Balzac Billy, Alberta’s “Prairie Prognosticator,” to cheers of his name on a snowy day, popped out of his burrow and predicted an early spring Sunday.
After spinning around trying to find his shadow, he pulled a bouquet out of his burrow, which, after failing to find it, was a signifier of the shortened winter.
Last year, Balzac Billy predicted six more weeks of winter, and again in 2022.
The man-sized groundhog’s prediction rate is currently at 42 per cent, according to stats from the Weather Network.
And it’s not just Balzac Billy — Ontario’s Wiarton Willie also didn’t see his shadow Sunday morning, good news for people tired of wintry weather.
But Nova Scotia’s Shubenacadie Sam and Quebec’s Fred la Marmotte saw their shadows, predicting a long winter ahead.
According to Groundhog-Day.com, there is a 57 per cent consensus on an early spring so far this year.

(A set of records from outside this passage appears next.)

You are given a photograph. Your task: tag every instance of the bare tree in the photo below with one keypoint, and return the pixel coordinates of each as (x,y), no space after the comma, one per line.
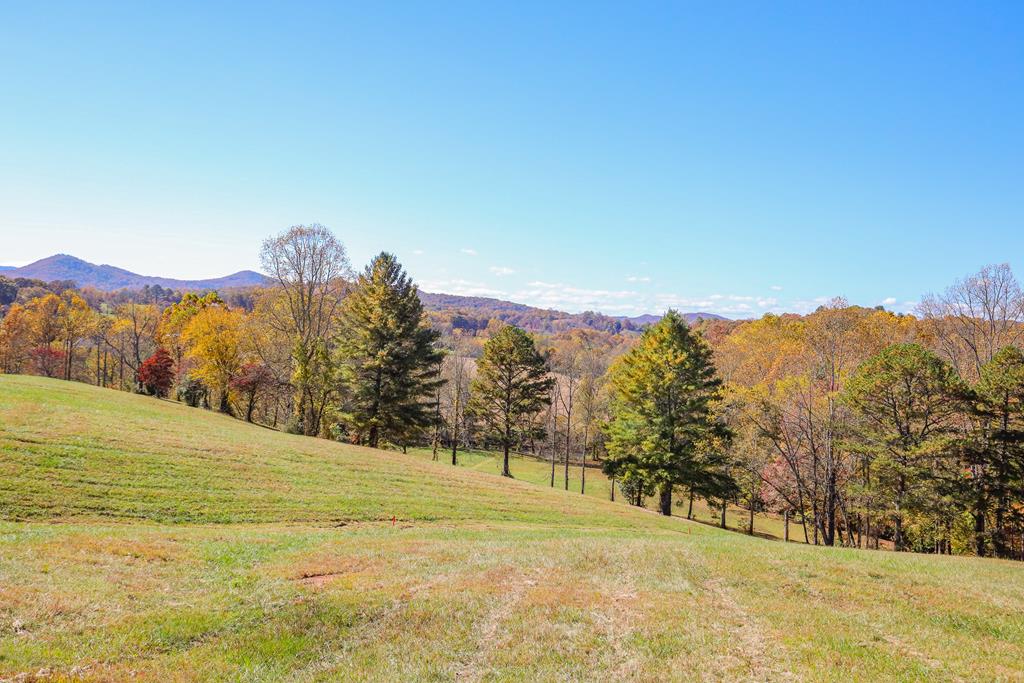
(976,317)
(310,266)
(455,393)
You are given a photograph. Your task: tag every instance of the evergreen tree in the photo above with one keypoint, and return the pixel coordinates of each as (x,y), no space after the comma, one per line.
(663,430)
(387,356)
(997,471)
(511,384)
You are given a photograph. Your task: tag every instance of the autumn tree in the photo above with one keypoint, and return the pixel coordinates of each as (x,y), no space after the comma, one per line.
(251,381)
(456,373)
(157,373)
(662,410)
(175,318)
(909,400)
(76,319)
(213,338)
(309,265)
(997,465)
(15,339)
(511,384)
(389,365)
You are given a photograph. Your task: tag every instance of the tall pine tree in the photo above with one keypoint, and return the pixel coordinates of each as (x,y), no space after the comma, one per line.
(388,358)
(663,429)
(511,385)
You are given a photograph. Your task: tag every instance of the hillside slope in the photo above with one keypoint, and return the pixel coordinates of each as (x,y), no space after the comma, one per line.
(140,539)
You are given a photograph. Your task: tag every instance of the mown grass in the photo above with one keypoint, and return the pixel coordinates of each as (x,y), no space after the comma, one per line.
(145,541)
(538,471)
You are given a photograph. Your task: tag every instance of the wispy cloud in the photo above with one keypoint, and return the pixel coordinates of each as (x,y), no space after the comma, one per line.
(568,297)
(462,288)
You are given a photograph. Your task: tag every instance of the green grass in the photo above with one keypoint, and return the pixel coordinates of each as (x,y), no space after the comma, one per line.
(146,541)
(527,468)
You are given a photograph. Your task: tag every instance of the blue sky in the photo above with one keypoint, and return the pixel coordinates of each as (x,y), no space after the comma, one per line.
(728,157)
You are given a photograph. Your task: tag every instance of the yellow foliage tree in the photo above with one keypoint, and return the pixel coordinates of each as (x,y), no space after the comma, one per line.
(213,339)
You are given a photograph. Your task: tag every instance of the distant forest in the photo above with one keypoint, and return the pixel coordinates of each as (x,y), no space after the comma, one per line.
(867,428)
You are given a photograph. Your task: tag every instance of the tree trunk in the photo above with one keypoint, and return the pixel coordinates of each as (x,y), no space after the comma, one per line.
(980,547)
(507,442)
(665,504)
(583,462)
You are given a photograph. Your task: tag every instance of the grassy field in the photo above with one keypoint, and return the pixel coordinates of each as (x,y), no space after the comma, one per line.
(143,540)
(526,468)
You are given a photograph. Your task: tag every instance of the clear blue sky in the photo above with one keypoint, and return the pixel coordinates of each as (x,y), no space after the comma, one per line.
(727,157)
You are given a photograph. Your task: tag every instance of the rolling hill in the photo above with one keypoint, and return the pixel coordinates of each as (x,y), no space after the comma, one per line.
(109,278)
(143,540)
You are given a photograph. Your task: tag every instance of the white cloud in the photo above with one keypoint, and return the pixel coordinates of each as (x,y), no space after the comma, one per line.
(462,288)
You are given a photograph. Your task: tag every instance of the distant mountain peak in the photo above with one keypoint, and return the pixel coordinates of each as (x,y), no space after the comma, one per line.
(109,278)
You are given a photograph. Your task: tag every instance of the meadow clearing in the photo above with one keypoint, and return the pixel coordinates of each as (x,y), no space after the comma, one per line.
(145,540)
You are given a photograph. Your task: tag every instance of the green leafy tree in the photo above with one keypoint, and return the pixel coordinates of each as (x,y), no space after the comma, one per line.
(909,400)
(511,384)
(664,430)
(997,469)
(389,364)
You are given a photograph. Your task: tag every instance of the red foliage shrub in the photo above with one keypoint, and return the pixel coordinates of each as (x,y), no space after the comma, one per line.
(157,373)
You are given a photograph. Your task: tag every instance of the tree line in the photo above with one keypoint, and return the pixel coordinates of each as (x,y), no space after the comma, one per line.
(864,427)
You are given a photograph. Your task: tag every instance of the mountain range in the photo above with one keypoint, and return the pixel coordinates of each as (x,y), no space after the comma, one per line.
(109,278)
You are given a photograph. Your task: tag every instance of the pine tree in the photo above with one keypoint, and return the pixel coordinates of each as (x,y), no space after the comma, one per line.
(664,431)
(388,359)
(511,384)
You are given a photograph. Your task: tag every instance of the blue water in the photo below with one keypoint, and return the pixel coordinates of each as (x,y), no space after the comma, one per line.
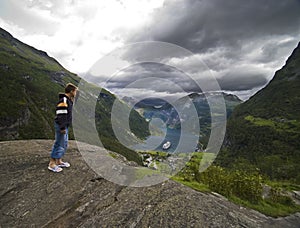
(180,141)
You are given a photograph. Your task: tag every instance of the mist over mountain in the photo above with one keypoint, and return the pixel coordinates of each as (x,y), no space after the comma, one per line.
(265,130)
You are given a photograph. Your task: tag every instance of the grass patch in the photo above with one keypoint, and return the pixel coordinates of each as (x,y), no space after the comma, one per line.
(268,207)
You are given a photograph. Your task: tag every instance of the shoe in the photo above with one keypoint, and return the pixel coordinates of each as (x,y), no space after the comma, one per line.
(64,165)
(55,169)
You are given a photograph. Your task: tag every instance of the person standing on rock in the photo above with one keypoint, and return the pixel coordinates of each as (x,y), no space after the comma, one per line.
(62,122)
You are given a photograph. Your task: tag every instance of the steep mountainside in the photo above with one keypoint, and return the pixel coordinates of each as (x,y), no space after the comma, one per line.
(29,87)
(158,108)
(265,130)
(78,197)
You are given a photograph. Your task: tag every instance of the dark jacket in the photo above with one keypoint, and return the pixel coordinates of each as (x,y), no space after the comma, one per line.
(64,111)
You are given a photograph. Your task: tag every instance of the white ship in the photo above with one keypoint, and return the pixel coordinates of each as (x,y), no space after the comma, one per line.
(167,145)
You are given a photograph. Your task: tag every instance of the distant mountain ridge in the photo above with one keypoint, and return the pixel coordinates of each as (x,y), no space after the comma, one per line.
(159,108)
(29,87)
(265,130)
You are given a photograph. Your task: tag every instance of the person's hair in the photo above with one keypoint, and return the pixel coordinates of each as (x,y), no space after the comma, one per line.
(70,87)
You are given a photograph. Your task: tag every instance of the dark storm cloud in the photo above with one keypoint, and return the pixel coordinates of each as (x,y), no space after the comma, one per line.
(202,24)
(152,76)
(258,35)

Living on the East Coast, Shubenacadie Sam is typically the first groundhog in North America to issue a long-term forecast.
She is followed by Quebec’s Fred la Marmotte, who made the same prediction of a longer winter, and Ontario’s Wiarton Willie.
In western Pennsylvania, Punxsutawney Phil saw his shadow and is predicting six more weeks of wintry weather, his top-hatted handlers announced Sunday.
A massive crowd was on hand to hear the woodchuck’s weather forecast, an annual ritual that has boomed in public interest since Bill Murray’s 1993 movie, “Groundhog Day.”
In medieval Europe, farmers believed that if hedgehogs emerged from their burrows to catch insects it was a sure sign of an early spring.